Furthermore, RDL-YOLO was also compared with other methods. Zambre et al. [
36] proposed the STN-YOLO model, which introduces a spatial transformer module to enhance robustness against rotation and translation. On the Plant Growth and Phenotyping (PGP) dataset, it achieved a precision of 95.3% (1.0% higher than the baseline), a recall of 89.5% (0.3% higher), and an mAP of 72.6% (0.8% higher). This model is suitable for image scenarios with significant affine transformations but exhibits limited adaptability to object structures and lacks strong multi-scale feature extraction capabilities. Li et al. [
37] proposed the CFNet-VoV-GCSP-LSKNet-YOLOv8s model, which achieved a precision of 89.9% (2.0% higher than the baseline), a recall of 90.7% (1.0% higher), and an mAP of 93.7% (1.2% higher) on a private cotton pest and disease dataset. The model improves small-object detection and accelerates convergence by enhancing multi-scale feature fusion, but its ability to model local–global feature interactions remains limited. Pan et al. [
38] proposed the cotton diseases real-time detection model CDDLite-YOLO for detecting cotton diseases under natural field conditions. It achieved a precision of 89.0% (1.9% higher than the baseline), a recall of 86.1% (0.9% higher), and an mAP of 90.6% (2.0% higher) on a private cotton dataset. While the model shows strong localization ability for small features, its performance declines when dealing with large variations in lesion morphology. In this work, the proposed RDL-YOLO model achieved a precision of 81.7% (1.4% higher than the baseline), a recall of 73.6% (4.4% higher), and an mAP of 77.1% (3.7% higher) on the Cotton Leaf dataset. Compared with the above studies, RDL-YOLO achieves the largest improvement in recall and mAP over the baseline model, and it demonstrates that the proposed modifications of RDL-YOLO are more effective. It is well-suited for real-world field scenarios characterized by complex lesion morphology and strong background interference, significantly enhancing the detection of cotton leaf diseases. However, this study relies on a single curated cotton leaf dataset, which may contain inherent biases such as lighting conditions, cotton varieties, and geographical locations. Future work will evaluate the model on more diverse datasets from different agricultural environments to validate its generalization capability in real-world scenarios more broadly.

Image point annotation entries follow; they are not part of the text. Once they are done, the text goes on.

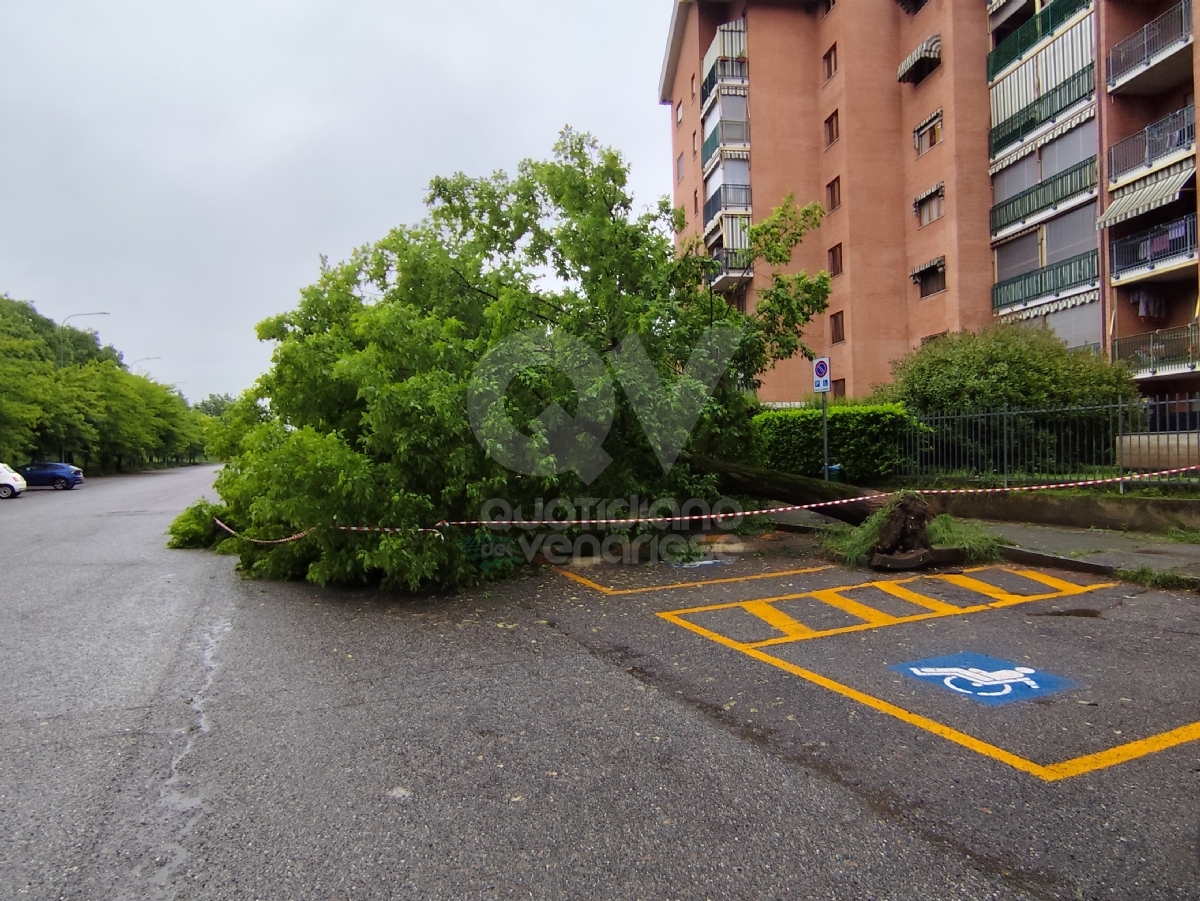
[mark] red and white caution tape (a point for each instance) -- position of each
(713, 517)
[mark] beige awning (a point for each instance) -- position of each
(922, 60)
(940, 263)
(1141, 198)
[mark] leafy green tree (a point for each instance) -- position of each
(1021, 367)
(363, 418)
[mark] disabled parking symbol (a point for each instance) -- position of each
(985, 679)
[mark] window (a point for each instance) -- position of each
(931, 208)
(835, 259)
(931, 281)
(831, 61)
(832, 128)
(929, 134)
(833, 194)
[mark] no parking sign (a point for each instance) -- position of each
(821, 380)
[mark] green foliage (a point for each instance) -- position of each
(970, 535)
(363, 418)
(90, 407)
(855, 546)
(1023, 367)
(863, 439)
(195, 527)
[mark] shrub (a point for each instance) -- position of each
(863, 439)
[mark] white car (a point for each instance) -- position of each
(11, 482)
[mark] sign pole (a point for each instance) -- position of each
(825, 430)
(822, 383)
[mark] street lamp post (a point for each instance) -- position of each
(63, 325)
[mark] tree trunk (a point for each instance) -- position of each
(753, 481)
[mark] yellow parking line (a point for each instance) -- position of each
(868, 614)
(675, 586)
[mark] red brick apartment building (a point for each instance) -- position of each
(959, 148)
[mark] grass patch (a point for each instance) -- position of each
(970, 535)
(855, 546)
(1146, 577)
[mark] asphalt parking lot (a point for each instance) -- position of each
(1044, 724)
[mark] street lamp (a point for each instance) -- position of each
(63, 331)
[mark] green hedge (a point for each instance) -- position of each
(863, 439)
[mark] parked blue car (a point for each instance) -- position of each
(52, 475)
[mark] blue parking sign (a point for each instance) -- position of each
(985, 679)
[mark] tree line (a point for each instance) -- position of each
(65, 396)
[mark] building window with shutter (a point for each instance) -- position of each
(831, 62)
(929, 134)
(832, 130)
(833, 194)
(835, 260)
(930, 209)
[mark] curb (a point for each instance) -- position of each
(1036, 558)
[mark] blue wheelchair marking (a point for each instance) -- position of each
(985, 679)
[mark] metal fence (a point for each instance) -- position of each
(1013, 446)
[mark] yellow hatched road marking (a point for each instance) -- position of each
(676, 586)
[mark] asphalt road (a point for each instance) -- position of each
(171, 731)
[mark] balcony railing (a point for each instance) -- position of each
(1163, 349)
(1044, 109)
(727, 197)
(727, 131)
(1042, 25)
(1174, 26)
(1047, 281)
(1045, 194)
(723, 71)
(1156, 245)
(1165, 137)
(733, 260)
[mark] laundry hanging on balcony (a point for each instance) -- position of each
(1150, 305)
(1146, 194)
(922, 61)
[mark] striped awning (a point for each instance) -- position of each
(1143, 197)
(940, 263)
(922, 60)
(939, 188)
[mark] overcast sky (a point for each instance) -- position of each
(183, 166)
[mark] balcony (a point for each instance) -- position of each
(1167, 352)
(1047, 282)
(727, 197)
(1045, 196)
(1155, 253)
(1156, 58)
(737, 71)
(727, 131)
(736, 266)
(1165, 139)
(1042, 25)
(1044, 109)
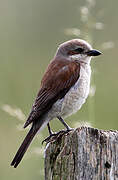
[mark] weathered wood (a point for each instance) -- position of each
(83, 154)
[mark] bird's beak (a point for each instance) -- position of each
(93, 52)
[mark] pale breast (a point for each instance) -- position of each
(77, 95)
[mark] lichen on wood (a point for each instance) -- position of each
(83, 154)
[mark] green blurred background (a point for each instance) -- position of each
(30, 31)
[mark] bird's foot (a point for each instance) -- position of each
(56, 136)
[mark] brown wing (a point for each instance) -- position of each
(60, 76)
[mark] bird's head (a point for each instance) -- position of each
(77, 49)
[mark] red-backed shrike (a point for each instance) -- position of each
(64, 89)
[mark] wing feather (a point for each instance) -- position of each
(60, 76)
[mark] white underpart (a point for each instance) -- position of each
(75, 97)
(78, 94)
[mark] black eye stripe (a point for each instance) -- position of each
(79, 50)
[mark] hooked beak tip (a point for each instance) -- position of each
(94, 52)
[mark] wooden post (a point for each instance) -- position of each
(83, 154)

Despite the excellent performance of RDL-YOLO, challenges remain, e.g., real-time constraints, combining RepViT-A, DDC, and LDConv improves the accuracy but increases the inference latency at the edge end. To address this issue in future work, we plan to optimize the model for deployment on mobile and UAV platforms using lightweight techniques such as network pruning, quantization, or knowledge distillation.